Казалось, о нем снова забыли. В течение целой недели больше никуда не вызывали и только на седьмой день повели его наверх, но не в кабинет майора, а к худому и высокому, как пожарная каланча, полковнику. Он сидел за массивным письменным столом. А у стола стояли майор Алан, тщедушный переводчик и советский офицер. Увидев советского офицера, Сердюк чуть не закричал от радости.

Владимир Терентьевич, разумеется, не знал, какие события произошли за то время, пока он сидел в полицейском участке. О его исчезновении комендатуре стало известно на третий день. Начались розыски. Портье гостиницы «Интурист» сообщил, что в субботу рано утром за господином Сердюком приехал его знакомый, постоянный житель Лейпцига, господин Терещенко на своей машине и они уехали вдвоем.

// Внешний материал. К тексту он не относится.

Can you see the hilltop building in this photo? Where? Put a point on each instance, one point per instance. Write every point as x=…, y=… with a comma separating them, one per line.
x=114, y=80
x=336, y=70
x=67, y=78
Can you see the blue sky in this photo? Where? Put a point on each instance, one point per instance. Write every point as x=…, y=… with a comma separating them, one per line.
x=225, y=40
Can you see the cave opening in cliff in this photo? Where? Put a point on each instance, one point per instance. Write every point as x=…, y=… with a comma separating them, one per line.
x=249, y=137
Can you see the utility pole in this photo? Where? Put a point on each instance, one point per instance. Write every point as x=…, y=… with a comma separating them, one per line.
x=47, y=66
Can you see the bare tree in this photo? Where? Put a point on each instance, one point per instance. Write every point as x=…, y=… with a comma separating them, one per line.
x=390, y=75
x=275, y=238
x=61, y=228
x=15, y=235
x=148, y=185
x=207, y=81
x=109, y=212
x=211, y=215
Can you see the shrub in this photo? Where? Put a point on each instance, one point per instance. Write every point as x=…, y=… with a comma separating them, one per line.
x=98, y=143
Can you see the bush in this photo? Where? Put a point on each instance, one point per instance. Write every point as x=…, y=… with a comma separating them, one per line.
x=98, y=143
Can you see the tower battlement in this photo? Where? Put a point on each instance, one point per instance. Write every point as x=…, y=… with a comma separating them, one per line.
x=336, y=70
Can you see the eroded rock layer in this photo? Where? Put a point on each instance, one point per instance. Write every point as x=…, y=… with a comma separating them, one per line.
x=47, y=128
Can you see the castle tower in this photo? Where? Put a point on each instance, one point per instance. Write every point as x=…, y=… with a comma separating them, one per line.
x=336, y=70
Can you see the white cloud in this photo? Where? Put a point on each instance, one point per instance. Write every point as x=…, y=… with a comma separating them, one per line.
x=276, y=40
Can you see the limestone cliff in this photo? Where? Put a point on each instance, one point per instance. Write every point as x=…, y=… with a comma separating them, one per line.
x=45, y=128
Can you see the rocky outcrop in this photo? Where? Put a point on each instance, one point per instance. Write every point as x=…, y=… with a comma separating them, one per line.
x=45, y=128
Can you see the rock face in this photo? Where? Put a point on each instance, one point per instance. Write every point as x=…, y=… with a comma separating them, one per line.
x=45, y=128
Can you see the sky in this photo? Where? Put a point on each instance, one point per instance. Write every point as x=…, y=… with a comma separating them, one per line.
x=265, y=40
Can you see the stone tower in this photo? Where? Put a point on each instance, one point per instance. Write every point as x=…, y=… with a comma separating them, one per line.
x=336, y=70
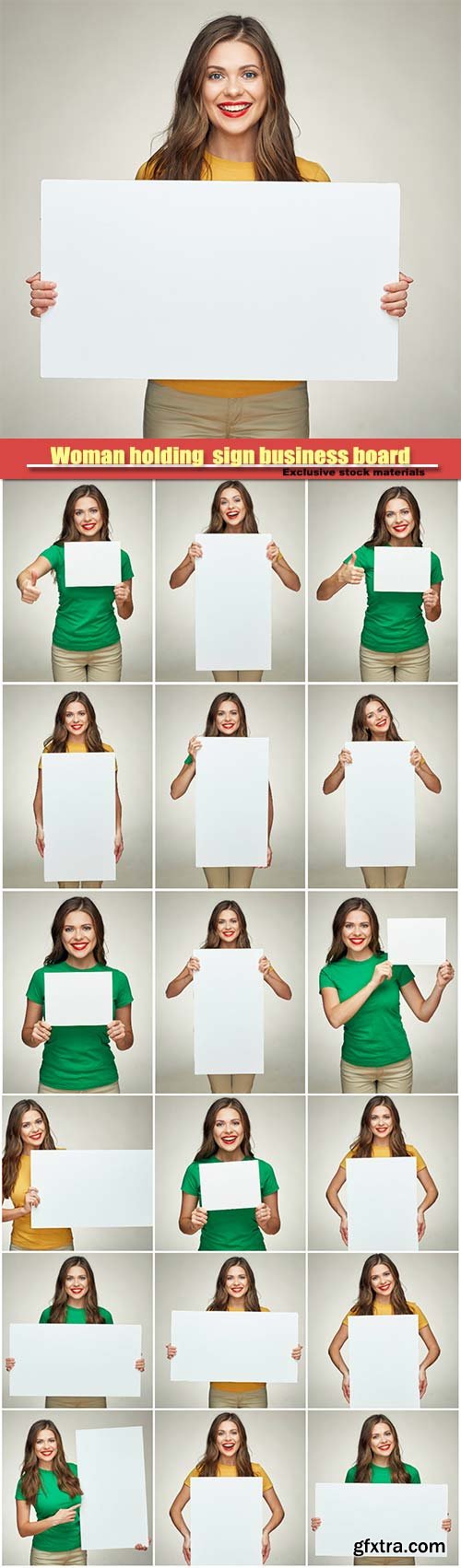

На контрольном пункте подтвердили, что действительно гражданин Терещенко проезжал на своей автомашине марки «опель-капитан» и с ним был пассажир. На этом все нити оборвались, и дальнейшие поиски никаких результатов не дали. Терещенко исчез, словно в воду канул. На запрос советского командования из всех трех зон Берлина сообщили, что человек по имени Сердюк В. Т. у них не значится.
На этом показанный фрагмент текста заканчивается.